HAPPY NEW YEAR!
It has been three months since this Center launched. I feel pleased and excited by the enthusiastic response. Thank you to everyone who has already become involved and to those looking to get connected. We all have a lot of work to do. We have a number of upcoming events and activities, including our monthly journal club, various speakers Sara Ahmed (hosted by the UCLA Center for the Study of Women), Douglas Massey, & Justin Dunnavant, and new sources of data on inequalities. So, stay connected! Sign up here (just scroll to the bottom & click on subscribe) and follow us on Twitter @RacialHealthEq.

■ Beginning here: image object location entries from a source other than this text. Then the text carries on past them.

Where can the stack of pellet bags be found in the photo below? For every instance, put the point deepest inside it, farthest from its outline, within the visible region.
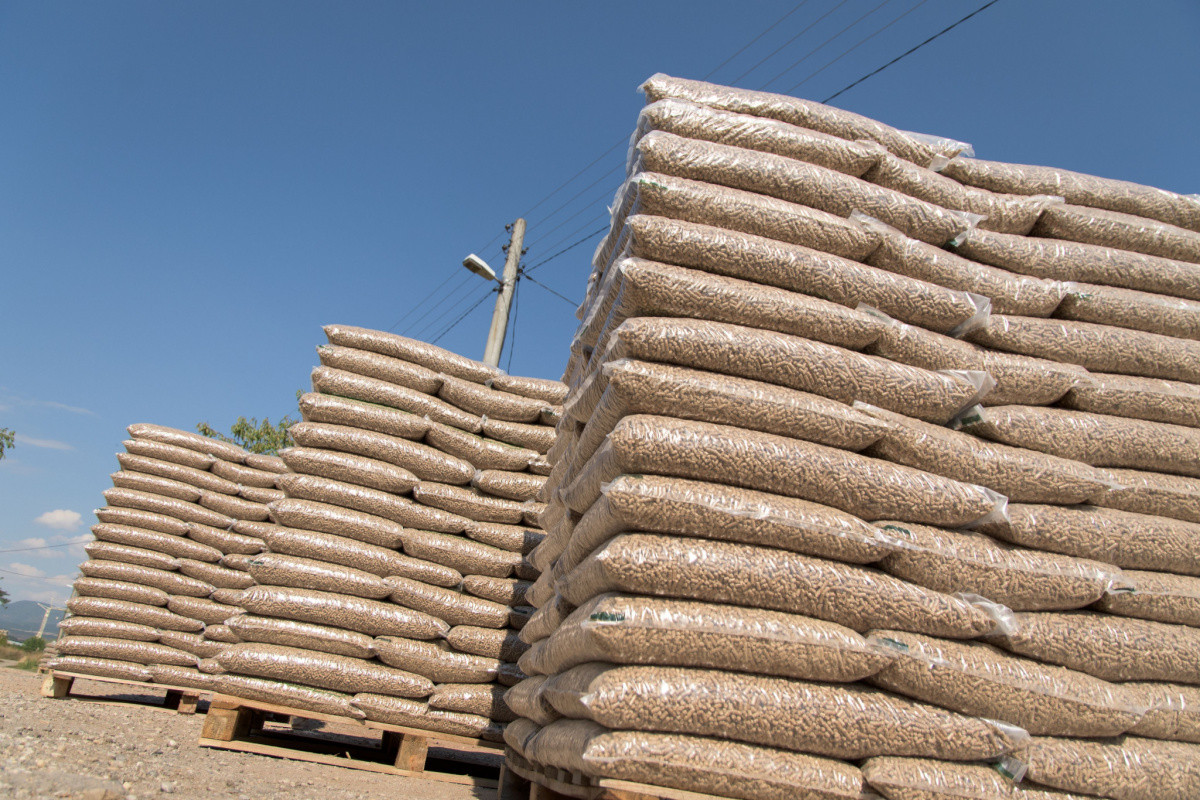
(389, 581)
(856, 494)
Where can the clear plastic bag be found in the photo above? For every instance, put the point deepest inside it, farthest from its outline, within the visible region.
(720, 572)
(826, 720)
(803, 270)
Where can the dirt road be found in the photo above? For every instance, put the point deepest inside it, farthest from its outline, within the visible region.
(119, 751)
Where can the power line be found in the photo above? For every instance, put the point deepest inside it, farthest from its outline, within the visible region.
(858, 46)
(945, 30)
(769, 28)
(822, 44)
(772, 54)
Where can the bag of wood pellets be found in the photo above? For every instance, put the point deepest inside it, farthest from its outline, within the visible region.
(1063, 260)
(727, 769)
(803, 113)
(719, 572)
(807, 271)
(845, 722)
(628, 630)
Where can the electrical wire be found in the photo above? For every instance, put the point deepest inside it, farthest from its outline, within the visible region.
(771, 28)
(911, 50)
(773, 53)
(858, 46)
(822, 44)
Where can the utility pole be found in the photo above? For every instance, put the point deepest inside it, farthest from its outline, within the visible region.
(508, 283)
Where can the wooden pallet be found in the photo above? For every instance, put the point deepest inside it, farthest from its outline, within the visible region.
(522, 780)
(237, 723)
(180, 699)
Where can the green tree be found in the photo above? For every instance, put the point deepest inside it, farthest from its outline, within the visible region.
(253, 435)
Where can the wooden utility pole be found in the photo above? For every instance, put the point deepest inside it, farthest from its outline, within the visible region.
(508, 283)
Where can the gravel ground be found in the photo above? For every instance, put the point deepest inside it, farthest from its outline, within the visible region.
(121, 751)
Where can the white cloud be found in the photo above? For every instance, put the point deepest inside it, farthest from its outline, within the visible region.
(60, 519)
(49, 444)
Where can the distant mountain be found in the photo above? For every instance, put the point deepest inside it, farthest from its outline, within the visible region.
(22, 618)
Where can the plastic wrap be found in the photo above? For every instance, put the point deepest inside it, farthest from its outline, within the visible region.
(137, 613)
(1157, 596)
(208, 612)
(508, 591)
(534, 437)
(357, 470)
(369, 558)
(279, 570)
(797, 181)
(1021, 475)
(671, 632)
(978, 680)
(1062, 260)
(245, 475)
(381, 367)
(370, 390)
(528, 701)
(111, 629)
(1182, 210)
(1009, 293)
(490, 402)
(448, 605)
(837, 721)
(193, 441)
(1120, 230)
(1111, 648)
(133, 593)
(222, 541)
(799, 269)
(789, 361)
(142, 653)
(423, 461)
(172, 453)
(1123, 769)
(486, 642)
(765, 134)
(197, 477)
(516, 539)
(480, 699)
(865, 487)
(757, 577)
(288, 695)
(803, 113)
(309, 515)
(167, 543)
(1011, 214)
(479, 451)
(412, 714)
(412, 350)
(1099, 348)
(1153, 493)
(1174, 711)
(1141, 398)
(168, 506)
(305, 636)
(1127, 540)
(322, 669)
(340, 611)
(192, 643)
(1096, 439)
(100, 667)
(1023, 579)
(432, 661)
(1138, 311)
(459, 553)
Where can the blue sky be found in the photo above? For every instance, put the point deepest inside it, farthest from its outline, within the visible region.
(189, 191)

This weekend concludes the first week of 2018. This time of year is often a reflective period during which I, like many others, set my intentions. This year, I have three wishes and three resolutions.
WISHES FOR 2018
- For everyone who has been engaged with social justice issues over the long haul (i.e., many years or decades), may you celebrate at least one major victory in 2018.
- For those of you laboring in hostile work environments, your presence there is more important than you realize. May you find new sources of support to sustain you through the entire year.
- For community members involved with campus community partnerships, may your academic collaborators treat you with the utmost respect and integrity. And, may the partnerships benefit the most vulnerable members of the communities you serve.
RESOLUTIONS
- I will come up with at least one creative way to protest, other than marching. Whatever the alternative strategy is, it should respond directly to the issue being protested.
- I will rest and care for my body. We are not immune to the health disparities we study. To honor the memory of health equity researchers and others who are no longer here, I resolve to prioritize my physical and mental well-being.
- I will publish more. Talking about racism and other social inequalities is important. But, writing is thinking, and being paid to conduct research and scholarship is a privilege. I believe those of us who are paid to do this work have a responsibility to make the ideas and empirical findings we generate available to people long after the verbal conversations have ended.